Handbook of Operating Procedures


Policy Number: 27




Eligible regular employees

Date Reviewed:
June 2015
Responsible Office:
Human Resources
Responsible Executive:
Vice President and Chief Human Resources Officer


The University of Texas Health Science Center at Houston (“university”) is allowed by law to establish its own holiday schedule which is compatible with its academic calendar. Human Resources is responsible for publishing and distributing the annual holiday calendar throughout the institution at the beginning of the fiscal year. (Refer to the Holiday and Vacation Schedule.)

Each department is responsible for maintaining accurate time records for holidays.
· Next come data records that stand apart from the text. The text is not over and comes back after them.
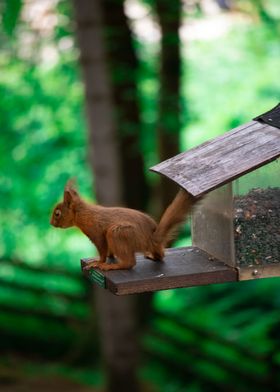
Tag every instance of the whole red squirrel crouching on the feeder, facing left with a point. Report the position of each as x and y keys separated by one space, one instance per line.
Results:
x=121 y=232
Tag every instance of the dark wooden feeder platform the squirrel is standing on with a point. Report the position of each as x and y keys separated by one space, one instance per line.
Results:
x=182 y=267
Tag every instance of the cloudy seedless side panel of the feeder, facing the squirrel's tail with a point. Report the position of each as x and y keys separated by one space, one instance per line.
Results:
x=212 y=225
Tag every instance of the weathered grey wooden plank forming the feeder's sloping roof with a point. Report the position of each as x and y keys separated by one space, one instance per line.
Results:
x=222 y=159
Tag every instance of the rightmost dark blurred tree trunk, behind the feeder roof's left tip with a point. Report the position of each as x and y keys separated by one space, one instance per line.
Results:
x=169 y=15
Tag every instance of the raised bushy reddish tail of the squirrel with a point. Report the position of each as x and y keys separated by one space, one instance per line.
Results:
x=173 y=216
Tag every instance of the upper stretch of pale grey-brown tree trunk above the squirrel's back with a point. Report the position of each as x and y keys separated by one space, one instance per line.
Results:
x=103 y=152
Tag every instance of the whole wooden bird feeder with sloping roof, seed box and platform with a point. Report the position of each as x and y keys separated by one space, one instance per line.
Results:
x=235 y=227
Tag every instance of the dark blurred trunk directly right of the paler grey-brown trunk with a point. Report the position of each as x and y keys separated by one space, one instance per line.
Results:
x=124 y=68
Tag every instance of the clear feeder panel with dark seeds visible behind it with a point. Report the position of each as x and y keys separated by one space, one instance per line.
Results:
x=256 y=208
The fundamental eligibility requirement for receiving holiday pay is that the employee must be appointed for a minimum of 20 hours per week for at least four and one-half months. In addition, the employee must be on paid status on both the day before and the day after the holiday. An employee who is on leave of absence without pay, for example, is ineligible to receive holiday pay.
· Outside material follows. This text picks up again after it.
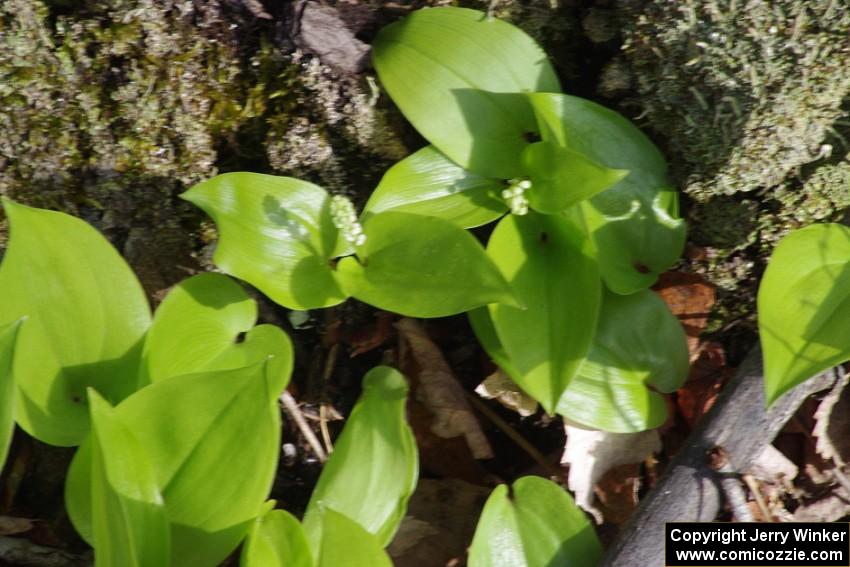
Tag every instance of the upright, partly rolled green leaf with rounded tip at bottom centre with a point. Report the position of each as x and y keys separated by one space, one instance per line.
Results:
x=373 y=469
All regular employees are entitled to the same number of paid holidays. A regular employee is appointed for a period of at least four and one-half consecutive months with a definite job assignment that must be 50 percent time or more. (See HOOP Policy 17 Appointment Status.) An eligible employee appointed on a less than 100 percent basis is entitled to holiday pay on a percentage basis proportionate to the employee's appointment.
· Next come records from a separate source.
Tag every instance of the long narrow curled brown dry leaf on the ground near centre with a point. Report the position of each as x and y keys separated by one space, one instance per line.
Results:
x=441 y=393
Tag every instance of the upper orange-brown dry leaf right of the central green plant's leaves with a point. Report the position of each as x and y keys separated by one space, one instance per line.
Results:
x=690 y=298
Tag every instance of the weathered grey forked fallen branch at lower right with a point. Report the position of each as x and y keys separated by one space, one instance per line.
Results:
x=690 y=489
The university observes two kinds of holidays: those on which the institution is officially closed and those on which the institution must be prepared to conduct "public business." Each unit and/or department head must ensure the capability of that unit or department to respond to inquiries from the public on the latter holidays.

For information on observing a “religious holy day,” refer to policy HOOP Policy 112 Observing Religious Holy Days.

If a holiday falls on an eligible employee's regularly scheduled work day, and the employee is required to work that day (or whose work is approved by the supervisor), or a fraction of it, the employee will be allowed compensatory time off during the 12-month period following the date of the holiday worked. This compensatory time should be scheduled to be agreeable with both the employee and the supervisor. Should the granting of compensatory time off be disruptive to normal office functions, the supervisor will authorize payment on a straight time basis for the holiday.

Hours for which an employee receives holiday pay do not count in the computation of overtime pay. See HOOP Policy 154 Overtime Pay and Compensatory Time Off.

The estate of a deceased employee will be paid for each designated holiday that is scheduled to fall within the period after the date of death and during which the employee could have used vacation leave.